Despite the fact I am still sick I went out to Impulse tonight. I only stayed for about 45 minutes because I started to feel dizzy and like I was going to vomit. However, I am proud that I went out on my own. Plus, for the short time I was there I saw and talked to several really cool people. I like Impulse/Rez cause it's not huge and there's none of the Boston club drama. I feel accepted there.
I was having some image problems earlier. I have, what I think, are huge bags under my eyes. People tell me they aren't that bad and it just seems that way cause I haven't been getting a lot of sleep. I tried to take some selfies, but every time I looked at the pic something was wrong. It looked different than what I saw in the mirror. When I did the #nomakeupselfies photo I just couldn't understand how Pete could think I was the most beautiful girl he's ever been with. I think that most beautiful to him must be ugliest to everyone else, because there's no way anyone would ever think I'm that beautiful.
I managed to get myself out of it. Going out helped. It made me feel confident. When I got home I watched videos from when I was in a shadow cast production of Grease, and that cheered me up a lot.

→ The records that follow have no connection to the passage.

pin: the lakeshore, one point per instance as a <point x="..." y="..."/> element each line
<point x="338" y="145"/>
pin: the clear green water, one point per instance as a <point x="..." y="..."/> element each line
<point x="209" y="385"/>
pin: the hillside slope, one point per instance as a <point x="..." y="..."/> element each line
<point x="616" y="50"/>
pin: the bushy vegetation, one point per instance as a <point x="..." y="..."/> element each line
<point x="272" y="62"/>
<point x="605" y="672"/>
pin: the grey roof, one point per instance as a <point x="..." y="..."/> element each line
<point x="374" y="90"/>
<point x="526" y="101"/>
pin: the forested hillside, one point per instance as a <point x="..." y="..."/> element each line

Recently I talked to someone about what happened with my step mother when I was younger. I won't say who, but it's someone who's opinion carries a lot of weight to me. This person completely validated me, and it meant so much. They told me that, yes, it would be considered child abuse and if it were today Child Protective Services would have come for her. They also told me it's perfectly understandable that I now have C-PTSD. That whole conversation meant so much to me.